Ann Plast Surg. 2016 Oct;77(4):438-44. doi: 10.1097/SAP.0000000000000619.
Occasionally, the deep inferior epigastric perforator flap is unavailable for autologous breast reconstruction. Alternative options, such as gluteal artery perforator flaps, the transverse upper gracilis flap, and the profunda artery perforator (PAP) flap, have been well documented. In our initial experience, the PAP flap was associated with limitations at the donor site. Therefore, a geometrically modified PAP flap was evaluated.

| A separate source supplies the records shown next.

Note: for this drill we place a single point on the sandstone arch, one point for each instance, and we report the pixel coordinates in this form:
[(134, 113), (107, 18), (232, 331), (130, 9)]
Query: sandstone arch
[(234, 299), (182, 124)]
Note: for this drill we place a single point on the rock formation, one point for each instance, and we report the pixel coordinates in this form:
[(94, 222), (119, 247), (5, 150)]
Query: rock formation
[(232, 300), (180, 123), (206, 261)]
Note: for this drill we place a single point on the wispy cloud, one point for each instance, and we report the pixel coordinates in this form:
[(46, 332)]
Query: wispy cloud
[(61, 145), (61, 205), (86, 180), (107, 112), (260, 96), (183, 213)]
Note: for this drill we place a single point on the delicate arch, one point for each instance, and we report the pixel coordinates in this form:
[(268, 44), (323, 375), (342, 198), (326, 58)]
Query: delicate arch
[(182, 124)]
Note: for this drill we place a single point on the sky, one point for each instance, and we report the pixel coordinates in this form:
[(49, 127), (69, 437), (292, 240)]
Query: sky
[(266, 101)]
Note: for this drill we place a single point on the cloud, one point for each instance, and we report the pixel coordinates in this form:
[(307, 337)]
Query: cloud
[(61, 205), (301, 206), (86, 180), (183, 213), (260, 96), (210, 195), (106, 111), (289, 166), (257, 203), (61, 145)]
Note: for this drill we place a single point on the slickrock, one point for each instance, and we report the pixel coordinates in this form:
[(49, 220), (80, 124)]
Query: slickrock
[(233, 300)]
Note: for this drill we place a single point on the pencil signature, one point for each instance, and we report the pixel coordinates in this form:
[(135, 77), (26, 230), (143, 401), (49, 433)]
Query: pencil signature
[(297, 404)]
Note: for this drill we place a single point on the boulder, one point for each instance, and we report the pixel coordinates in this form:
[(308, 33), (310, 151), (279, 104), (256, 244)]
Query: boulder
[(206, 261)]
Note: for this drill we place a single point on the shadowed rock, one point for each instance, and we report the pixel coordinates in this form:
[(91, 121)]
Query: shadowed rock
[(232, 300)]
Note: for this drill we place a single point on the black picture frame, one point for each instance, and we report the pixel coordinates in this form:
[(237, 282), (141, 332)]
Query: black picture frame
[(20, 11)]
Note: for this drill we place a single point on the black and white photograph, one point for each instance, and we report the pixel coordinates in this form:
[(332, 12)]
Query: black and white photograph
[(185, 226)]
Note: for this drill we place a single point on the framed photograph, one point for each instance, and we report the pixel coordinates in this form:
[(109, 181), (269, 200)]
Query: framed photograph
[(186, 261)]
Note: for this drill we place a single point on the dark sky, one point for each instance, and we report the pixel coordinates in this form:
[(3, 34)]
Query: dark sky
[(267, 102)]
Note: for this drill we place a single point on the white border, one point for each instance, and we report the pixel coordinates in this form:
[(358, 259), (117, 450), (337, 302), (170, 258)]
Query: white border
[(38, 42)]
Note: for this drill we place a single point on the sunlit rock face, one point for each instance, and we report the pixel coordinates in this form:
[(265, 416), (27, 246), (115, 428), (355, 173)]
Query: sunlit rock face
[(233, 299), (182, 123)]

Forty geometrically modified PAP flap reconstructions were performed on 30 patients. Our modification comprised flap harvest from a more cranial area, hereby adding abundant inferior gluteal tissue to the flap while sparing superior thigh tissue. Patient characteristics, anatomical variables, and clinical outcome were prospectively evaluated.

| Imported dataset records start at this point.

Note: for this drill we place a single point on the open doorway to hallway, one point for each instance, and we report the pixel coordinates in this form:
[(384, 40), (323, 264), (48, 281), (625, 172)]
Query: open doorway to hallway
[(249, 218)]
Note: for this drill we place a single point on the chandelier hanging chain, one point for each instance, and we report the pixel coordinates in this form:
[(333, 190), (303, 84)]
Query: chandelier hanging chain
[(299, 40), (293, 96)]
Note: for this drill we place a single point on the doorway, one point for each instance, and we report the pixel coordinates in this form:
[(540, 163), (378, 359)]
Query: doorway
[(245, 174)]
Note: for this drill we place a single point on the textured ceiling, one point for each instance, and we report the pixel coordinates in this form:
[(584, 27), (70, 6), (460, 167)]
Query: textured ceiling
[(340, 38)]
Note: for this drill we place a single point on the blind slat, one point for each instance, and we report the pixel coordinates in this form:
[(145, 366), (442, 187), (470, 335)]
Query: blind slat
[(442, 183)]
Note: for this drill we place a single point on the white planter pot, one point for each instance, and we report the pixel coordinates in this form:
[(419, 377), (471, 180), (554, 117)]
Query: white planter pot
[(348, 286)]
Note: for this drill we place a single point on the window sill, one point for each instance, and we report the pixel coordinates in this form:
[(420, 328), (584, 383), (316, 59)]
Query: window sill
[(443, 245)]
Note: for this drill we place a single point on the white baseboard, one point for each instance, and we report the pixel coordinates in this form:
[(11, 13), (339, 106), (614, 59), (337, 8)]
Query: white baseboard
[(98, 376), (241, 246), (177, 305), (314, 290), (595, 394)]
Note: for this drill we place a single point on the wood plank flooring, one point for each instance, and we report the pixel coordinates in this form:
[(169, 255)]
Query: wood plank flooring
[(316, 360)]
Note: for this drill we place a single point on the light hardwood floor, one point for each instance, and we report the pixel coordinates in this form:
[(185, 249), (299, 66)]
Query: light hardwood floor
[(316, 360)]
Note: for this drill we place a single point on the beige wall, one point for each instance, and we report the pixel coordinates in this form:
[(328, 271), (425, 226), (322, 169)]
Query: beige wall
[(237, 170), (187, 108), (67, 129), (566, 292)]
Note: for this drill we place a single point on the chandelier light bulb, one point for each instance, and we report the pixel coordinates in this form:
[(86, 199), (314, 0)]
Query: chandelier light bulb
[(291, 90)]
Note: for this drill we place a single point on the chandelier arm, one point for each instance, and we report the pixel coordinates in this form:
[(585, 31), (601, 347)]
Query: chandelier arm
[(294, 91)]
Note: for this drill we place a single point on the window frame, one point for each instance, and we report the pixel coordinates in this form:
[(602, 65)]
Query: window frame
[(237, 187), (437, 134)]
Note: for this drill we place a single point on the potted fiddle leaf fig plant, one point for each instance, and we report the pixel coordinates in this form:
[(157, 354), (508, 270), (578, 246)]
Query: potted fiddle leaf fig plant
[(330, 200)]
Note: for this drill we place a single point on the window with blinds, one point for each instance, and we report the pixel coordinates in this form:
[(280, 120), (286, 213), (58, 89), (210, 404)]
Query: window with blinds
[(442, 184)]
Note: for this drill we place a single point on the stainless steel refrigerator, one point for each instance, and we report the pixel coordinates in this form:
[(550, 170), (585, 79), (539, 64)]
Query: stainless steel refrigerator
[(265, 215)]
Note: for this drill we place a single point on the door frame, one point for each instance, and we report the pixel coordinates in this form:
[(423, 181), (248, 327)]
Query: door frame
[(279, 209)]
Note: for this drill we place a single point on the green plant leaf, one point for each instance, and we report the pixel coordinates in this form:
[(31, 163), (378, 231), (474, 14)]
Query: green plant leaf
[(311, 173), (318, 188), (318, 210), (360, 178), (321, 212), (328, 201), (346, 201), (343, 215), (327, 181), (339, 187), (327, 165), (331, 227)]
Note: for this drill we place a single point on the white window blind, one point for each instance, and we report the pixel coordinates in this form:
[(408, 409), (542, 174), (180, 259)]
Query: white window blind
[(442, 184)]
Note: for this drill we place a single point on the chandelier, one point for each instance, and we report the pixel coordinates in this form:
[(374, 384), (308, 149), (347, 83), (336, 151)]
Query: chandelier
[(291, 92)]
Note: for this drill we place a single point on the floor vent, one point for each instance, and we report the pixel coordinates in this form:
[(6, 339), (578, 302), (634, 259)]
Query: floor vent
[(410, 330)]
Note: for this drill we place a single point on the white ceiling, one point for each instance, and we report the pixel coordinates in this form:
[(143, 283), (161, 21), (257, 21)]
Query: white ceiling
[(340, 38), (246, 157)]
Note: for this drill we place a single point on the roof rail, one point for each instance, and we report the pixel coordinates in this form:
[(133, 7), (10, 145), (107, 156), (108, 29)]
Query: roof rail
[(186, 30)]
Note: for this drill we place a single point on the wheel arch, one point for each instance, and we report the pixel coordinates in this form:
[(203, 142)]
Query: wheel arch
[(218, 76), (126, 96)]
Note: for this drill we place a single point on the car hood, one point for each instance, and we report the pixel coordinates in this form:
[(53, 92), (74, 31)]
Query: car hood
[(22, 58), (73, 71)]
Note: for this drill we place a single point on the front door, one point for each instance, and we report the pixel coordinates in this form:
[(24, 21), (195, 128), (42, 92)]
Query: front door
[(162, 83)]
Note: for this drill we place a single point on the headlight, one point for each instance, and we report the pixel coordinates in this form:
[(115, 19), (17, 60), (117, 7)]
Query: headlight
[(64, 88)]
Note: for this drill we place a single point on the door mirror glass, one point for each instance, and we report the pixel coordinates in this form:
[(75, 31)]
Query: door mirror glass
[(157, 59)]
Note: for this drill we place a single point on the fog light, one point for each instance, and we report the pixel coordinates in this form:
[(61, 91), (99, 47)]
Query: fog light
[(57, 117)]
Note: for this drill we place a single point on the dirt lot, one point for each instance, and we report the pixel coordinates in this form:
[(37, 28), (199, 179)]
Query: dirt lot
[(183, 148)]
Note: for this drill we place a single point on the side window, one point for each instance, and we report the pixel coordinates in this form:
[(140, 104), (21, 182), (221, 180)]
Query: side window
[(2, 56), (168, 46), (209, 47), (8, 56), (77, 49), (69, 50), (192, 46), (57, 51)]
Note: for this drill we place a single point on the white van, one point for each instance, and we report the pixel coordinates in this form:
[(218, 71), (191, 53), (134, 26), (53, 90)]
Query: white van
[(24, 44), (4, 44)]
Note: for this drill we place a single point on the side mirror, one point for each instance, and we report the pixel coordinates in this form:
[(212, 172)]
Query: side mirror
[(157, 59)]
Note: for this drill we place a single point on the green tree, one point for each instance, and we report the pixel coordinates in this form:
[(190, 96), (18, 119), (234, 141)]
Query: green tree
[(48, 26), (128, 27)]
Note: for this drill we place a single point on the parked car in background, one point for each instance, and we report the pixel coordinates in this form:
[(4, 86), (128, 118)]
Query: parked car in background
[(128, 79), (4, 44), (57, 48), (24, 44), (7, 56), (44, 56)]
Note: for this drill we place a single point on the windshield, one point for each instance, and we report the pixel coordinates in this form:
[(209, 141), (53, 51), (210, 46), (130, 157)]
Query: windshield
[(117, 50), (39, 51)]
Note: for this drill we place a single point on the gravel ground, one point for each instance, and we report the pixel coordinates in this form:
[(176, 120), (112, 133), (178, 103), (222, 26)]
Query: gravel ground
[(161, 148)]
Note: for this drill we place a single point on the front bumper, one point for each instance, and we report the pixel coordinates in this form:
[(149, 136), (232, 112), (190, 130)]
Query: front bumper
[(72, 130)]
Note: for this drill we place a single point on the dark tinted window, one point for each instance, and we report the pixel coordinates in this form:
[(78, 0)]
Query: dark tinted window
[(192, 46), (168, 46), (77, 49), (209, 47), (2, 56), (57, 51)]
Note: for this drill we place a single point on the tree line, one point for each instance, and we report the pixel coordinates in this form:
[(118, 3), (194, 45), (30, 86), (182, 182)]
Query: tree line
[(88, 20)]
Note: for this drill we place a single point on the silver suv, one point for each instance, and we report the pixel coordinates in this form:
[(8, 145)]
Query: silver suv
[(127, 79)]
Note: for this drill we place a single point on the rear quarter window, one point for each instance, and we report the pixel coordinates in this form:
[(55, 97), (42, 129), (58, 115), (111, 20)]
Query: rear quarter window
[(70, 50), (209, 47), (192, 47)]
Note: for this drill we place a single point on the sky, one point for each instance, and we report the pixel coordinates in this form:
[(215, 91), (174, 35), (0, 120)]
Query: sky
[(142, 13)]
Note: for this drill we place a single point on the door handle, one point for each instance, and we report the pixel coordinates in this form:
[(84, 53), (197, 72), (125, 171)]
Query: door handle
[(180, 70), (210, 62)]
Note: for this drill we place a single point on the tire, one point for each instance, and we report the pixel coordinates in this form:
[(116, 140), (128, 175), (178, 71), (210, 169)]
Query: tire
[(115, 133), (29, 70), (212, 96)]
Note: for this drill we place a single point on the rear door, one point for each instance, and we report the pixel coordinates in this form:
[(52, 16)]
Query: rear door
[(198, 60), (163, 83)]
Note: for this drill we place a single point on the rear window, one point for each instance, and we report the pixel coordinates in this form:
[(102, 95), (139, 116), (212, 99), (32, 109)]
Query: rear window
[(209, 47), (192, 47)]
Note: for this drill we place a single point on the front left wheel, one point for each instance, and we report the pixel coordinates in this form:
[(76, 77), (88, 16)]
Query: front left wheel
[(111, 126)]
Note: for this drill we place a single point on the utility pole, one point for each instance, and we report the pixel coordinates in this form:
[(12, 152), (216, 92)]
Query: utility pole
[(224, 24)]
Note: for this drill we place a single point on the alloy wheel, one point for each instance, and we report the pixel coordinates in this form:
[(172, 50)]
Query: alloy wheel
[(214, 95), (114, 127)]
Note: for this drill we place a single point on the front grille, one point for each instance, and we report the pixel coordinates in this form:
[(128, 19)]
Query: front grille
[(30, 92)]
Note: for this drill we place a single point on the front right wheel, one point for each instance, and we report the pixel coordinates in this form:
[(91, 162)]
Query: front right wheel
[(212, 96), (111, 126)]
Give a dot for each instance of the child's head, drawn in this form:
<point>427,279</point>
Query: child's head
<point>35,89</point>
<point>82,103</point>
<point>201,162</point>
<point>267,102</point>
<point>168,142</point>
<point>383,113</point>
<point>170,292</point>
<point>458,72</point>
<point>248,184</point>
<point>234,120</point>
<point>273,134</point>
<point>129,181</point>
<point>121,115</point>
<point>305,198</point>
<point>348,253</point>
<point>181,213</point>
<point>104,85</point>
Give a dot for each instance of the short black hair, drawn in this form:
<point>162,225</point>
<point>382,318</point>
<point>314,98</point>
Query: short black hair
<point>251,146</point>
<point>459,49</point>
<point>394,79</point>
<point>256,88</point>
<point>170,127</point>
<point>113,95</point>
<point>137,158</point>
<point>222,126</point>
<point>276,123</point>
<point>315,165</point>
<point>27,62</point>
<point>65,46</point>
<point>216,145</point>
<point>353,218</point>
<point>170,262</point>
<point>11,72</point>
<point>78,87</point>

Mean patient age was 44 years, and mean body mass index (BMI) was 23.3 kg/m. Mean flap size was 32 × 12 cm, and mean weight was 385 g. Mean number of suitable perforators (diameter ≥ 0.5 mm) in the adductor magnus area was 1.7 per thigh. All flaps survived completely. Wound dehiscence at the donor site occurred after 4 unilateral reconstructions. Transient lymphedema of the leg occurred after 4 other unilateral reconstructions. Other wound morbidity or systemic complications did not occur. Secondary breast surgery for symmetry and volume was indicated after 16 reconstructions. Preoperative bra size was unchanged or larger in 36 reconstructions. Scar position in the crease was achieved after 39 reconstructions. Sensibility changes of the posteromedial thigh region were not observed.
The geometrically modified PAP flap ensures in-the-crease scar positioning and provides sufficient tissue to restore preoperative bra size.
偶尔,腹壁下深动脉穿支皮瓣无法用于自体乳房重建。其他选择,如臀动脉穿支皮瓣、股薄肌横形皮瓣和股深动脉穿支(PAP)皮瓣,已有充分记载。根据我们的初步经验,PAP皮瓣在供区存在局限性。因此,我们对一种几何改良的PAP皮瓣进行了评估。
对30例患者进行了40例几何改良PAP皮瓣重建。我们的改良包括从更高的头侧区域切取皮瓣,从而在皮瓣中增加丰富的臀下组织,同时保留大腿上部组织。对患者特征、解剖变量和临床结果进行了前瞻性评估。
患者平均年龄为44岁,平均体重指数(BMI)为23.3kg/m。皮瓣平均大小为32×12cm,平均重量为385g。内收大肌区域每条大腿合适穿支(直径≥0.5mm)的平均数量为1.7个。所有皮瓣均完全存活。4例单侧重建后供区出现伤口裂开。另外4例单侧重建后出现腿部短暂性淋巴水肿。未发生其他伤口并发症或全身并发症。16例重建后因对称性和体积问题进行了二次乳房手术。36例重建后术前胸罩尺寸未改变或增大。39例重建后实现了瘢痕位于皱襞处。未观察到大腿后内侧区域感觉变化。
几何改良的PAP皮瓣可确保瘢痕位于皱襞处,并提供足够的组织以恢复术前胸罩尺寸。